Era evidente que aquello era una campaña publicitaria. Gary Kasparov había derrotado convincentemente a Deep Blue en algunas partidas y, justo en la partida decisiva, Kasparov cometió un infantil error teórico en una defensa Caro-Kann. Aquello me pareció un amaño, IBM necesitaba —como marca— pasar a la historia como la primera fabricante de computadoras en derrotar a un campeón del mundo de ajedrez. Me llevaban los demonios, con IBM, con Kasparov, con Deep Blue… Pero el hecho era que, para cualquier aficionado fuerte, a esas alturas, ganarle a un ordenador era ya una tarea verdaderamente dura.

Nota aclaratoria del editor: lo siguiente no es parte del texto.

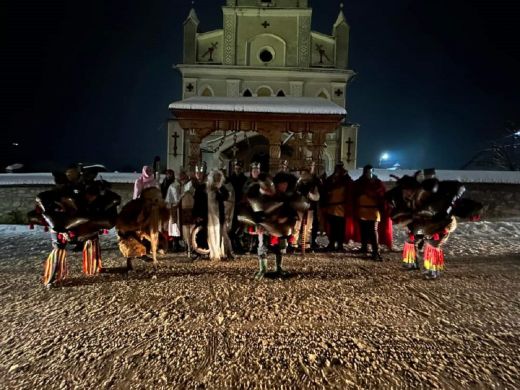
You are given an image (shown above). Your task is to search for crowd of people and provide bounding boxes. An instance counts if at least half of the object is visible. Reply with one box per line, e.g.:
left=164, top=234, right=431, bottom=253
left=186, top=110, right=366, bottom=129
left=138, top=161, right=392, bottom=276
left=134, top=161, right=482, bottom=278
left=30, top=161, right=482, bottom=285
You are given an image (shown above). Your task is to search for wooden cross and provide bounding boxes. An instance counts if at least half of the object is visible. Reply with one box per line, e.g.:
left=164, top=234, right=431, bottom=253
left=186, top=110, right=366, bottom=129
left=172, top=132, right=179, bottom=157
left=345, top=137, right=354, bottom=162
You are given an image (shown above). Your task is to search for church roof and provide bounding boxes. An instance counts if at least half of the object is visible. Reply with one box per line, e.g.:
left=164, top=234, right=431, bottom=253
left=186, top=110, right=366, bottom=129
left=169, top=96, right=347, bottom=115
left=184, top=8, right=200, bottom=24
left=334, top=9, right=348, bottom=27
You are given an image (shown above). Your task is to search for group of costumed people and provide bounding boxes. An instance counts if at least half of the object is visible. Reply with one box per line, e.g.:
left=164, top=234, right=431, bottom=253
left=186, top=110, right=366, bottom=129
left=28, top=164, right=121, bottom=286
left=32, top=161, right=482, bottom=285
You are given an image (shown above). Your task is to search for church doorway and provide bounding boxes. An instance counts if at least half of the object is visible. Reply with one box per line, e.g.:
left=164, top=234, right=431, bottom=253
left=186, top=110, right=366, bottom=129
left=220, top=134, right=293, bottom=172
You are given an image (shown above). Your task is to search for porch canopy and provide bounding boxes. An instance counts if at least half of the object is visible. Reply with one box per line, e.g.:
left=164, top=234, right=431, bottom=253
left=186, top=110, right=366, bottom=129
left=169, top=96, right=347, bottom=171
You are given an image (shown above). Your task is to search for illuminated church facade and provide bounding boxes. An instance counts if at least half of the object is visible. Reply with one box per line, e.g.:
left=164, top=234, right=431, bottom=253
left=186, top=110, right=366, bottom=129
left=168, top=0, right=358, bottom=173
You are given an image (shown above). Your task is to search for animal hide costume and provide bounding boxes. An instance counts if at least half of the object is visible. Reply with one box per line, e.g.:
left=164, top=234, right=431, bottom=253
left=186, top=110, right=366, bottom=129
left=385, top=171, right=482, bottom=279
left=28, top=165, right=121, bottom=287
left=238, top=172, right=309, bottom=279
left=116, top=187, right=170, bottom=269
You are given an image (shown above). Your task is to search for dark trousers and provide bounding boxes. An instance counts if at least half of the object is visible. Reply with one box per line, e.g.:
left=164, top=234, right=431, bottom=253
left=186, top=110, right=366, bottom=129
left=327, top=215, right=345, bottom=249
left=359, top=219, right=379, bottom=254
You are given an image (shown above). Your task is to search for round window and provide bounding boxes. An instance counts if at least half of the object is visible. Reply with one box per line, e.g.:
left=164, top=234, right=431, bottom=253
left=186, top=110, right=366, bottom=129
left=260, top=49, right=273, bottom=62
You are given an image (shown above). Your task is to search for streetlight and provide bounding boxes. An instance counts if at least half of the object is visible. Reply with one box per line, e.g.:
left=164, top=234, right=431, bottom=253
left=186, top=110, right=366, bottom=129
left=379, top=152, right=390, bottom=168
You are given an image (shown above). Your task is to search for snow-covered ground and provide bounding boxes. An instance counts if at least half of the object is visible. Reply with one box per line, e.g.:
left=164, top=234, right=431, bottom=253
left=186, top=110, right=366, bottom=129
left=0, top=220, right=520, bottom=389
left=0, top=169, right=520, bottom=186
left=0, top=219, right=520, bottom=257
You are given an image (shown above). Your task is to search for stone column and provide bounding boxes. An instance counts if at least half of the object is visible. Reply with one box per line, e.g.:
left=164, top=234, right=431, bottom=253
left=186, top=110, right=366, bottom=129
left=266, top=131, right=282, bottom=174
left=311, top=132, right=325, bottom=175
left=188, top=129, right=202, bottom=172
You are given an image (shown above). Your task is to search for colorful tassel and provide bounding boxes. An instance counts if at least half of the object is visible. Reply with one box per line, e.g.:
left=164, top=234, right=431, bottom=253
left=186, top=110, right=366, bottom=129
left=424, top=244, right=444, bottom=274
left=83, top=239, right=102, bottom=276
left=403, top=242, right=416, bottom=267
left=43, top=248, right=68, bottom=287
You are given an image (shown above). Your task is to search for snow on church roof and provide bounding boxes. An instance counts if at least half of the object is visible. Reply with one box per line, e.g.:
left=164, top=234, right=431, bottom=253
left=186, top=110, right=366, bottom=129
left=169, top=96, right=347, bottom=115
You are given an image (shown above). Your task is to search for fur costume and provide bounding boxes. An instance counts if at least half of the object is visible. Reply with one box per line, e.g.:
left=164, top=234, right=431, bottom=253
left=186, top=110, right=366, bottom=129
left=293, top=171, right=320, bottom=252
left=349, top=167, right=393, bottom=258
left=238, top=172, right=310, bottom=279
left=116, top=187, right=170, bottom=264
left=165, top=180, right=185, bottom=237
left=193, top=170, right=229, bottom=260
left=29, top=165, right=121, bottom=286
left=133, top=165, right=160, bottom=199
left=385, top=171, right=482, bottom=278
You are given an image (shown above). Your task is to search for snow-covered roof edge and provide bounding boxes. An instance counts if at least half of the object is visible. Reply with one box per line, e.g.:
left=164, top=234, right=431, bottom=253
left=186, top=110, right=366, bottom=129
left=169, top=96, right=347, bottom=115
left=0, top=169, right=520, bottom=186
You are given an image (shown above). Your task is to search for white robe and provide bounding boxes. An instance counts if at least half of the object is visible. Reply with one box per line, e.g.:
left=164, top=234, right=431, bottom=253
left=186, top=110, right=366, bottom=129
left=165, top=180, right=181, bottom=237
left=207, top=189, right=225, bottom=260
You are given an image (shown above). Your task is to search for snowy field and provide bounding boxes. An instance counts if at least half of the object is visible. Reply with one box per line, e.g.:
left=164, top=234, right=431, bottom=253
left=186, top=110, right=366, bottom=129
left=0, top=220, right=520, bottom=389
left=0, top=169, right=520, bottom=185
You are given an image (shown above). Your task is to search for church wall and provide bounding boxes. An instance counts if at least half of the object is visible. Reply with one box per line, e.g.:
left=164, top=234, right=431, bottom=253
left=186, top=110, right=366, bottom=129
left=197, top=30, right=224, bottom=64
left=236, top=14, right=298, bottom=67
left=311, top=32, right=336, bottom=67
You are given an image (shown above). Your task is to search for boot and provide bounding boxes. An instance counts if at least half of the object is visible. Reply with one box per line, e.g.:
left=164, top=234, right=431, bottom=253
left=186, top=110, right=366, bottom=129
left=255, top=256, right=267, bottom=280
left=126, top=257, right=134, bottom=272
left=275, top=253, right=288, bottom=276
left=371, top=251, right=383, bottom=261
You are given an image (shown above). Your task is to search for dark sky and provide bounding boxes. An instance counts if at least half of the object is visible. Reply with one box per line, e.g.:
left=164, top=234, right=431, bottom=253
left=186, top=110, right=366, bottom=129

Que los ordenadores eran superiores a los humanos quizá no fuese del todo verdad en ese momento pero era ya solo cuestión de tiempo… y la ira dejó paso a la tercera fase del duelo: la negociación.

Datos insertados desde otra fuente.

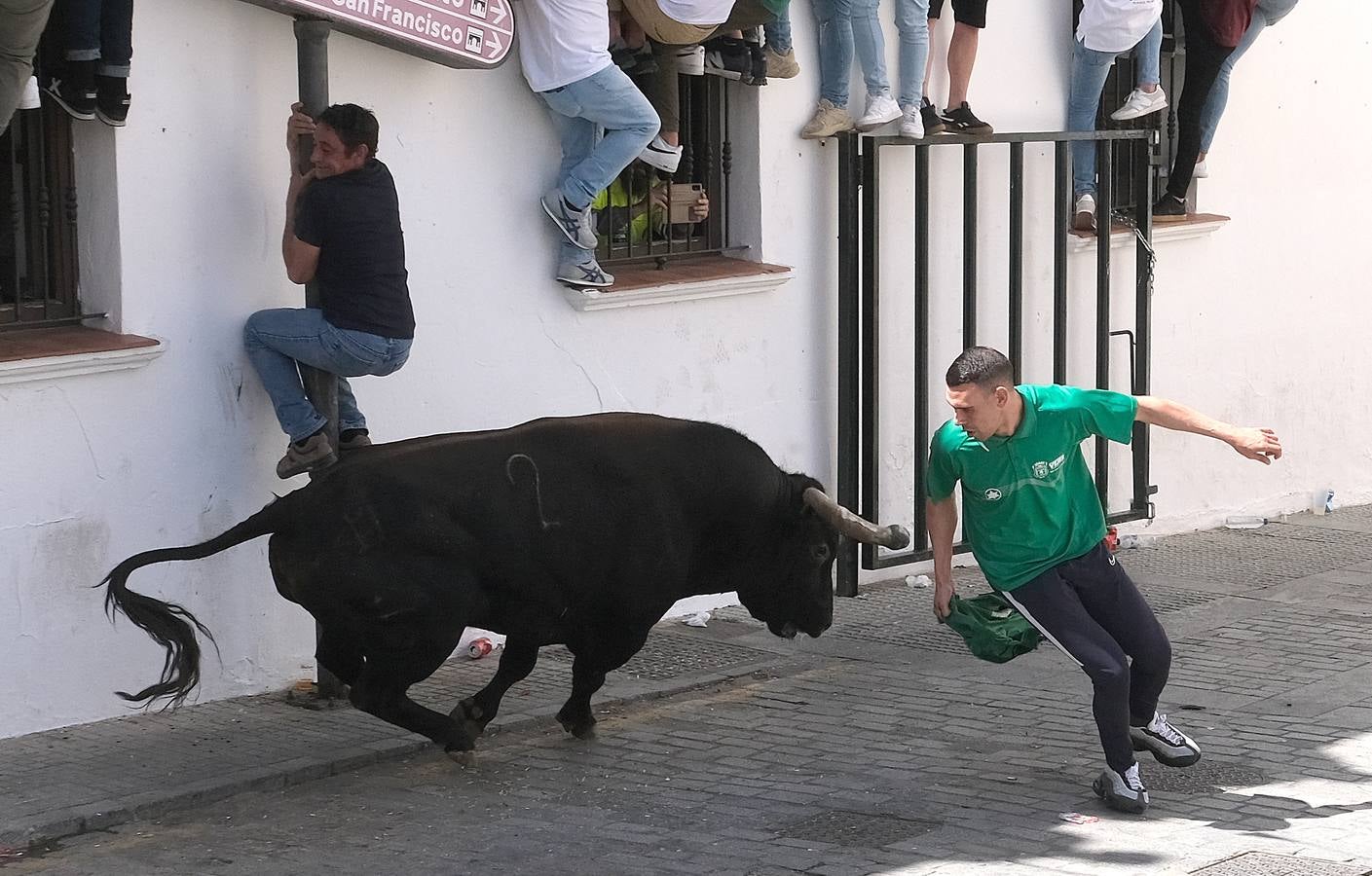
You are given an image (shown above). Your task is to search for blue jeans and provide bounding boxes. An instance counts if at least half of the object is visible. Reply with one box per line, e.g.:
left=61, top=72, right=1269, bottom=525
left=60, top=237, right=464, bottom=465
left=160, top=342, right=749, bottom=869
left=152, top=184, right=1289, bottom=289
left=57, top=0, right=133, bottom=78
left=762, top=3, right=793, bottom=55
left=896, top=0, right=929, bottom=110
left=242, top=307, right=410, bottom=442
left=538, top=64, right=660, bottom=209
left=812, top=0, right=890, bottom=107
left=1201, top=0, right=1297, bottom=152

Porque, como decía Karpov, si los coches corrían más que los hombres y las calculadoras resolvían algoritmos mejor que los seres humanos ¿qué de malo había en que también nos ganasen jugando al ajedrez?

Tras aquello y durante unos años mi relación con el juego entró en fase de depresión, no recuperé las ganas de jugar hasta entrado el siglo XXI. La nochevieja de 2001 que pasé en Hastings (Inglaterra) jugando su legendario torneo me devolvió las ganas de volver a competir en torneos oficiales.

Y ahora, tras todas esas fases, vivo en la realidad, en esa fase que los teóricos del duelo llaman de aceptación; las cosas son así, es inútil negarlo, lo que corresponde es ver cómo sacamos los humanos el mejor partido de la nueva situación.

¿Y por qué les cuento esto?

Pues porque con las inteligencias artificiales que redactan textos, dibujan ilustraciones o generan fotografías, mucho me temo que puede pasarles a ustedes lo mismo que a mí con las inteligencias artificiales que juegan al ajedrez (Alpha-Zero).

Primero negaremos que nunca puedan hacer lo que hacen los humanos, luego nos enfadaremos, luego negociaremos y tras la correspondiente fase de ira acabaremos aceptando la situación y estudiando cómo los seres humanos podremos desenvolvernos en ese entorno, qué amenazas plantea, qué ventajas reporta y quiénes se están beneficiando del nuevo orden de cosas.

Yo te sugiero que admitas cuanto antes que, antes o después, las inteligencias artificiales realizarán mejor que los seres humanos muchas tareas y lo que te sugiero también es que te adelantes a esa situación.

Los cambios tecnológicos siempre han producido cambios en las relaciones de poder y esto ha sido así desde la más remota antigüedad. Quienes pudieron fundir y aprovechar el hierro fabricaron con él armas que eran casi irresistibles para los pueblos que aún vivían en la Edad del Bronce; el secreto del «fuego griego» permitió al Imperio Romano de Oriente resistir a los turcos hasta 1453; el dominio de la energía nuclear creó relaciones de poder entre los países que aún hoy día condicionan la supervivencia de la humanidad… Más que negarlo o enfadarnos lo que debemos hacer es tratar de prever cómo serán esos nuevos escenarios y adelantarnos a ellos en defensa de aquellos valores y principios que defendemos, porque, si no lo hacemos, otros que no defenderán valores ni principios sino su propio interés, lo harán en su propio beneficio.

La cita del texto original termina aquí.